As infectious disease researchers, we wanted to figure out how we could develop methods to promote access to data we generate in a way that makes it easier to find, regardless of where the data are stored.
(2) How will your results impact the field going forward?
The NIH, one of the largest funders of biomedical research, recently updated its data sharing policy to further support open access to biomedical data. Our work helps researchers figure out how to implement this new policy—a practical guide to help make sure that shared data can more easily be validated and reused by others. There’s still a lot to be done (see our related Commentary), but it’s an exciting time to think about how we can make biomedical data more findable, accessible, interoperable, and reusable (FAIR).
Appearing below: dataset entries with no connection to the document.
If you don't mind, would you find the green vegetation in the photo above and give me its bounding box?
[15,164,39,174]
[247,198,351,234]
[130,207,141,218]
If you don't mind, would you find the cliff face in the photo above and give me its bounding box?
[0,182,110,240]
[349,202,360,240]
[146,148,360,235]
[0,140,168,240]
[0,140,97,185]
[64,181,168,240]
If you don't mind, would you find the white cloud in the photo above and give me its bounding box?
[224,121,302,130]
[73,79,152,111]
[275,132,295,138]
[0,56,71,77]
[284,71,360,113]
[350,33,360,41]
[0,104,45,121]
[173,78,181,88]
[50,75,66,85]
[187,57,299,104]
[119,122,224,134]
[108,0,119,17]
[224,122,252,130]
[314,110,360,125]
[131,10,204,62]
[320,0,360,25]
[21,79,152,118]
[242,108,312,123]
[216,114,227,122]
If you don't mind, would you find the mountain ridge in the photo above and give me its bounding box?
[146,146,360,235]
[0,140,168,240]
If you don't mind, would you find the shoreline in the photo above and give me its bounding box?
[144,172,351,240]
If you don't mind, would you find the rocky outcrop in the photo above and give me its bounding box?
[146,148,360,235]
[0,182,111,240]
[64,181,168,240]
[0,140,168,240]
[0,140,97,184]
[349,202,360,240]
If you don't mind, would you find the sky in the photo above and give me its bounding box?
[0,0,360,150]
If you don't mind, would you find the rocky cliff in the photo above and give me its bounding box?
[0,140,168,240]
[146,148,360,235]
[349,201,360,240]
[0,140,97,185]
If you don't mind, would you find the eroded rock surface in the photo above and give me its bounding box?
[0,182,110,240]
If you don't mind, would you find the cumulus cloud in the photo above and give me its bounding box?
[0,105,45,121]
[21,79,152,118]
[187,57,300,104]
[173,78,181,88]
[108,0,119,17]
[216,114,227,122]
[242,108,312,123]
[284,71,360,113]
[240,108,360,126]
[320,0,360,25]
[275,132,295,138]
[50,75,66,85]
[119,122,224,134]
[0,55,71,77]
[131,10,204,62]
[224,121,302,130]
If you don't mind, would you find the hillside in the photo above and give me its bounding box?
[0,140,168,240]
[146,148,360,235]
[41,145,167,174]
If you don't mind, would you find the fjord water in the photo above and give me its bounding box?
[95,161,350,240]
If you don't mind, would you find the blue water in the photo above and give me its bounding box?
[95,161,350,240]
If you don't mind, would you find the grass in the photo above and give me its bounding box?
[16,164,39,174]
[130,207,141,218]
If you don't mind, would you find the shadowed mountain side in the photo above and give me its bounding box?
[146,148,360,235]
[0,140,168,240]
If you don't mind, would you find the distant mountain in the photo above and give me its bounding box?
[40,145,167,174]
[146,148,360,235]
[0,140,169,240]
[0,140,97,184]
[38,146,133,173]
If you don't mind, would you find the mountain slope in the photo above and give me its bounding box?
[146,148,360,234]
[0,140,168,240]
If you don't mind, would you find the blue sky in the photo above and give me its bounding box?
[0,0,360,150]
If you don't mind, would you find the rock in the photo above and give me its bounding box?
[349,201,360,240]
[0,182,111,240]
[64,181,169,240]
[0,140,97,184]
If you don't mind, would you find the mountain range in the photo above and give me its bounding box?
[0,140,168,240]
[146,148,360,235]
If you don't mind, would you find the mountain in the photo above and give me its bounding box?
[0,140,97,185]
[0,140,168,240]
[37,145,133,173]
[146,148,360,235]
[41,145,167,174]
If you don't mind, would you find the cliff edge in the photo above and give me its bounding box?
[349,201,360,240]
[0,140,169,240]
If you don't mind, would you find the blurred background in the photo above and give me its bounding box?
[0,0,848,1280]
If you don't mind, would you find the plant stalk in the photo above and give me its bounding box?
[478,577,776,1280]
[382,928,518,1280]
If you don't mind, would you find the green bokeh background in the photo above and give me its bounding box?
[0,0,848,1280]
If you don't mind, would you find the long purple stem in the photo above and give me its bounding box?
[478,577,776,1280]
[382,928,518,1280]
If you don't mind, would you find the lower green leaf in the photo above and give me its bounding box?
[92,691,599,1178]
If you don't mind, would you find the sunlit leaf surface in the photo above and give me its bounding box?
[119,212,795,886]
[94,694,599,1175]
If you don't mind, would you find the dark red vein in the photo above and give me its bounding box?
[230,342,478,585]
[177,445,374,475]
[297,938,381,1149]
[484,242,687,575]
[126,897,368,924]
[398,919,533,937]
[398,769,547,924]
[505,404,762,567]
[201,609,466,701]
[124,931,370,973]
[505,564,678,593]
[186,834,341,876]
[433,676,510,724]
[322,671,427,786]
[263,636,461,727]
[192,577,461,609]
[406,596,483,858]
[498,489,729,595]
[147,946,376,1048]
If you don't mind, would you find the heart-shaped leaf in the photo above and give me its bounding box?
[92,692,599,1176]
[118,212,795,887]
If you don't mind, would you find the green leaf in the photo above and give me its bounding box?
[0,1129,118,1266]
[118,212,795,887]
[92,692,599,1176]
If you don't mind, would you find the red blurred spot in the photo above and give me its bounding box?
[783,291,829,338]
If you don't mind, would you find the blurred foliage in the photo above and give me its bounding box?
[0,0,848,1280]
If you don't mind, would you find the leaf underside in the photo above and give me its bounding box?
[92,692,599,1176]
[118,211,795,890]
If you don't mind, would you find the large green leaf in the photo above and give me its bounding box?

(3) What was the solution, and how did you reach it?
We first sought to understand how biomedical data repositories use metadata standards (or schemas) right now. Metadata is contextual data which describes a dataset: what it is, who created it, when and how did they create it, and more. This information becomes critical anytime you’re trying to search through the millions of datasets available to understand what might be useful to your own research. Based on this analysis, we developed a framework for how to create standards which are tailored to infectious disease research but still interoperable with other types of research. Lastly, we helped increase the findability of nearly 400 datasets and computational tools we created.